Sam Scott - Chairman, President, CEO
This year, yes, and next year, even more so. After you take out the restructuring this year, yes. I'm sorry, Cheryl corrected me on that one, but we had said that also, I think, in our release, that it would have to have the restructuring out. Next year it will be positive and also we're looking, as I said earlier, at Polyols in other parts of our world.
Ann Gurkin - Analyst
That's great. That's all I have. Thank you.
Operator
Lance [Ettes], [Morter Rock] Capital.
Unidentified Participant
I think somebody before tried to go into this a little bit, but I know you can't comment directly on the pricing that you talk about in negotiations, but are people, as far as the push back, are people you're negotiating with using the threat, at least, of going to sugar? I think we have seen at least with Pepsi they're switching their Sobe Life Water to sucrose-based instead of high-fructose-based. Are they saying that, well, if you're going to price it this high, why don't I just switch to sugar? I can switch to sugar?
Sam Scott - Chairman, President, CEO
Well, the thing that you have to remember is sugar is still higher than fructose, so I mean the switch to sugar is not going to do anything except to raise the cost. It does not given a better product. Fructose, in general, is a cleaner product across the board, so we are not hearing that. Obviously people are investigating what they want to do, what they think they can do in all areas, but nutritively-sweetened soft drinks are a big market. The other markets that we sell fructose and corn syrup in are big markets and people are working with us to work through this thing.
The comment that I always make is this is a commodity business and I think what goes up in the commodity space generally comes back down. I cannot say it's going to be next year or the year after, but eventually the pricing will come back into the realm of what we've seen in the past or somewhere in that range.
But if it does not and commodities continue to skyrocket, sugar is part of that complex. Sugar prices are going to go up because it is going to compete for land just like everything else does. So we may be looking at a new plateau for all of these products at a higher level or we see the commodity space go up and come back down to a new level. But in all instances, I think we're okay.
David Prichard - IR
Operator, I think we're closing in on the bottom of the hour and so we will take one more question, if there is one, before we close it down.
Operator
Vincent Andrews.
Vincent Andrews - Analyst
Thanks for taking the follow-up. I just -- the question I forgot before was if you could just comment on what the price gap is in Mexico between sugar and high fructose corn syrup to the extent that you can.
Sam Scott - Chairman, President, CEO
The price in sugar -- the price of sugar in Mexico, Vincent, has come down somewhat. There is still an advantage, but it is not as big as it was before. In Mexico, we tend to price very close to the sugar pricing.
Vincent Andrews - Analyst
Okay, that's good. Thanks a lot.
Sam Scott - Chairman, President, CEO
Thank you. Thank you all for your questions. They were good.
David Prichard - IR
I think, as a result, we do like to end this after 60 minutes. We know you have other calls and earnings reports to deal with, so with that, we will conclude our conference call and webcast this morning.

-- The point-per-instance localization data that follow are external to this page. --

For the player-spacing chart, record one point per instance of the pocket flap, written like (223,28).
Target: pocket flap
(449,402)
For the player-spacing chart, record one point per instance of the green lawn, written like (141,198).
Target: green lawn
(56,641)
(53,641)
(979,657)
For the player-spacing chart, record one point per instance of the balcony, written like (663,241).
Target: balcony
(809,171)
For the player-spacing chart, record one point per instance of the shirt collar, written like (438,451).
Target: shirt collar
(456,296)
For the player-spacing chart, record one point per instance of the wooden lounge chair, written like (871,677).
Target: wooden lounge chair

I do want to remind you that we have a replay of the webcast. This is through www.CornProducts.com and we also have a replay of the audio conference call. That is available to you through Friday, November 16 and you can call 719-457-0820 and use pass code 4291276. (OPERATOR INSTRUCTIONS) for an audio conference call replay.
On behalf of Sam Scott and Cheryl Beebe, I want a thank you all for participating in our call this morning and we look forward to talking with you again early in the new year, probably late January or so, with our 2007 fourth-quarter and full-year results. Have a good day.
Operator
This concludes today's conference call. We thank you for your participation. You may now disconnect.